Calot’s triangle is dissected to clearly identify cystic duct and artery.

Both are clipped and divided.

Gallbladder is separated from the liver bed using electrocautery.

Instead of enlarging an abdominal port site, the gallbladder is placed in a retrieval bag.

Transvaginal Gallbladder Extraction

Through the colpotomy made for hysterectomy, the retrieval bag containing the gallbladder is gently pulled out.

This avoids additional abdominal incision and preserves cosmetic appearance.

The vaginal cuff is then securely closed laparoscopically with absorbable sutures to restore pelvic integrity.

Postoperative Care

Early ambulation and oral intake are encouraged within 6–8 hours.

Foley catheter is removed after 24 hours.

Pain management requires minimal opioids due to the absence of a large incision.

Vaginal bleeding is monitored.

Hospital stay is typically 2–3 days, depending on patient recovery.

Advantages

Single anesthesia exposure: Both pathologies treated at once.

Reduced trauma: Transvaginal extraction avoids additional abdominal incision.

Cosmetic benefit: No enlarged port sites, scarless abdomen.

Faster recovery: Less postoperative pain and shorter hospital stay.

Cost-effectiveness: Reduces overall expenses by combining procedures.

Challenges and Limitations

Longer operative time compared to a single procedure.
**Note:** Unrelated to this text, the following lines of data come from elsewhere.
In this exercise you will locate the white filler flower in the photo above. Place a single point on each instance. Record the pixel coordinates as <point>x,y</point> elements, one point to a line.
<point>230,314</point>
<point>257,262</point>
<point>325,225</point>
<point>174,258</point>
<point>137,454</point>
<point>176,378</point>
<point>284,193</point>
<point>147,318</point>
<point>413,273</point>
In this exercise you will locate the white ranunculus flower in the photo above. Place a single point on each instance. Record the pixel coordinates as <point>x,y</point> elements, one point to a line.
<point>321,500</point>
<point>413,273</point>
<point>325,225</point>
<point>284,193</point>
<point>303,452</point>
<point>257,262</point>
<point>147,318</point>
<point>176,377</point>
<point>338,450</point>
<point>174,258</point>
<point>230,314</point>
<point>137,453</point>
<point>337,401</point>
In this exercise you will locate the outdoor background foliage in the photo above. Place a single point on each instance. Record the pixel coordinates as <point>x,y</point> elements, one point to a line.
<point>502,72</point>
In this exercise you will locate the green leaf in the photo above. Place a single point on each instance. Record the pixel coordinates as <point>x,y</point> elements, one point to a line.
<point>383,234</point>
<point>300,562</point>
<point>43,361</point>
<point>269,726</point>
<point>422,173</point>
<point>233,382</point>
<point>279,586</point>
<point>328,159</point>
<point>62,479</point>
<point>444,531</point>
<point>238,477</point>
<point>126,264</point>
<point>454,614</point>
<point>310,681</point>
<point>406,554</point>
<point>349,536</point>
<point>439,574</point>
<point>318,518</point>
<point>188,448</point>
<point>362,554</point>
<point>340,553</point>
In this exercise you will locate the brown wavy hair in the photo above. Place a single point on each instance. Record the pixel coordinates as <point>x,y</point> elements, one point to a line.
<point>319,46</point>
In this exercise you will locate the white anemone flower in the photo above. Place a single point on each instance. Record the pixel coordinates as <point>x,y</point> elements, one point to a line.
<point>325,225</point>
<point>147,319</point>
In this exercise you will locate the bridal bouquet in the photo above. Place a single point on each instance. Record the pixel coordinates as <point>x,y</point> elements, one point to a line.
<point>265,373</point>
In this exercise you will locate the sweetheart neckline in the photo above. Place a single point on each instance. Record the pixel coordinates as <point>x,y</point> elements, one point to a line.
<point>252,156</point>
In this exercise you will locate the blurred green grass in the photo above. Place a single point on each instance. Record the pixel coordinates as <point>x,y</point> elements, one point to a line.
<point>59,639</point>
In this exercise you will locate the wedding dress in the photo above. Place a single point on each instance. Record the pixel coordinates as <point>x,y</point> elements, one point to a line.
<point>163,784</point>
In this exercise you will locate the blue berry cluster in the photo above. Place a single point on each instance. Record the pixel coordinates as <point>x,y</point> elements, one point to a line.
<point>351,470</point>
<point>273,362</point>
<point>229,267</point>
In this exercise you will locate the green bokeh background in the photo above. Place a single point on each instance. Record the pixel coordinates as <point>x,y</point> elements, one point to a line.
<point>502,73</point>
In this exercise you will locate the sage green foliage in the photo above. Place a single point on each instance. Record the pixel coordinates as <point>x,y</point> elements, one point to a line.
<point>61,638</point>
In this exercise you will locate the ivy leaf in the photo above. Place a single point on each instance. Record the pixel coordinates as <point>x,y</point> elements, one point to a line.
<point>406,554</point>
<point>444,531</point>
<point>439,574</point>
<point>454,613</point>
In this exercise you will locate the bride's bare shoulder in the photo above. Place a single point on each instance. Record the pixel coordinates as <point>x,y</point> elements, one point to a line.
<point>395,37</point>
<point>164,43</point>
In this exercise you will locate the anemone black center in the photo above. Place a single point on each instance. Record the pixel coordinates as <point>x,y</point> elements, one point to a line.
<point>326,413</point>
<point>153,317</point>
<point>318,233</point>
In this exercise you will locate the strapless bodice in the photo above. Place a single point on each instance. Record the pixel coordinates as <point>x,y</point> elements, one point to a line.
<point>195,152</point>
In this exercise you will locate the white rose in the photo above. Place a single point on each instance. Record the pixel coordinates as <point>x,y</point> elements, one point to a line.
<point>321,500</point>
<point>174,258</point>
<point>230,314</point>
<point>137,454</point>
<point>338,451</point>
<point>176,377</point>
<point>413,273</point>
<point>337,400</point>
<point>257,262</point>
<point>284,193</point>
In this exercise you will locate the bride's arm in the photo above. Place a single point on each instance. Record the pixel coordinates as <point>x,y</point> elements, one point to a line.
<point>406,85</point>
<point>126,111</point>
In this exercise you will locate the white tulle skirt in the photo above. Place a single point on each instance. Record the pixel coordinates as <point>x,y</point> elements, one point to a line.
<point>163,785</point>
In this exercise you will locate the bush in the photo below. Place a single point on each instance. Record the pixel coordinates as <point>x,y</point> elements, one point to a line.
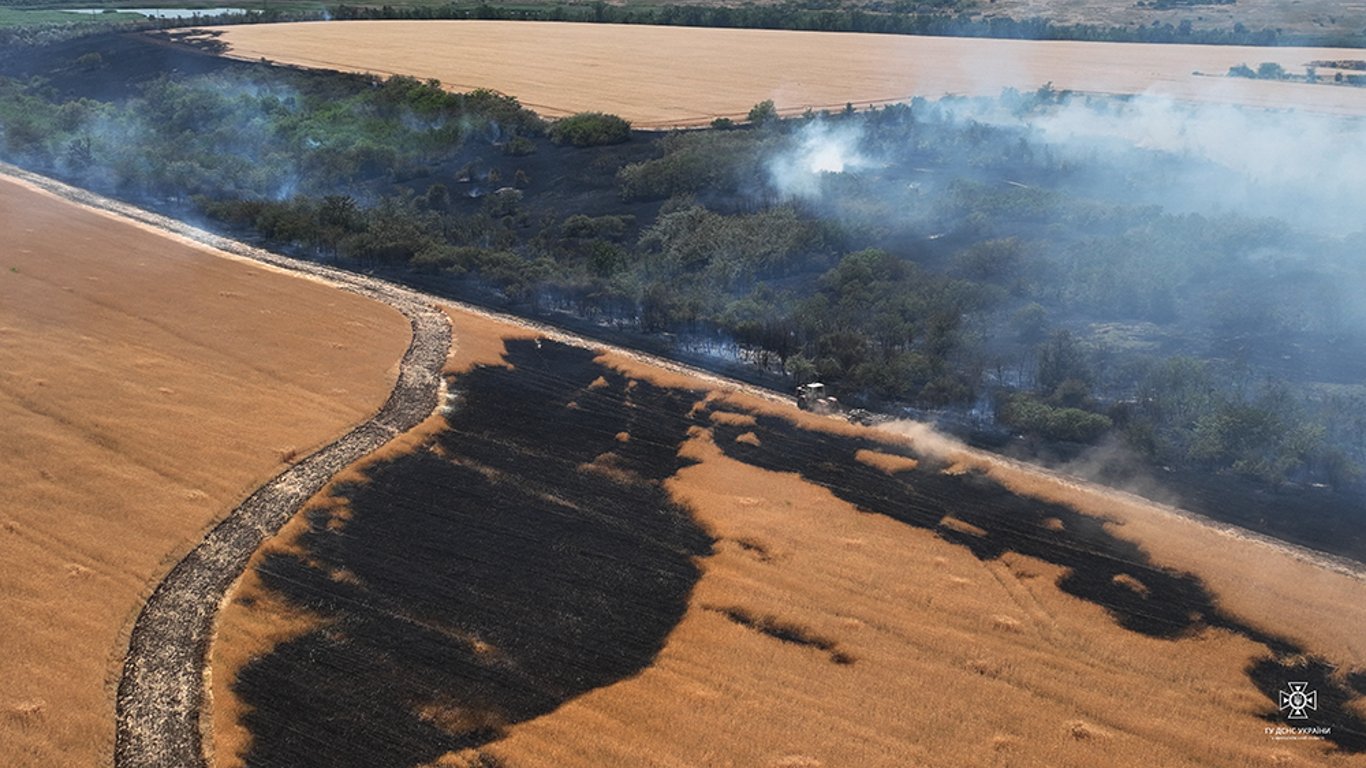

Requires surgeons skilled in both gynecological and hepatobiliary laparoscopy.

Vaginal extraction may be difficult if gallbladder is large, distended, or contains multiple stones.

Not suitable in patients with vaginal stenosis, nulliparous women with narrow introitus, or suspicion of gallbladder malignancy.

Risk of infection at the vaginal cuff, though minimized with proper sterile technique.

Complications

Intraoperative:

Bleeding from uterine vessels or cystic artery.

Bile duct or ureteral injury.

Postoperative:

Vaginal cuff dehiscence.

Pelvic infection.

Bile leak or abscess (rare).

Prompt recognition and management of these complications are essential for favorable outcomes.

Conclusion

The combined laparoscopic hysterectomy and cholecystectomy with transvaginal gallbladder extraction represents an advanced step in minimally invasive surgery. By addressing two common pathologies in a single setting and using the vaginal route for specimen removal, this technique maximizes patient benefit while minimizing surgical trauma. Although it requires advanced laparoscopic expertise and careful patient selection, it provides an excellent option for women requiring both gynecological and biliary interventions, with the added advantages of enhanced cosmesis, quicker recovery, and reduced postoperative morbidity.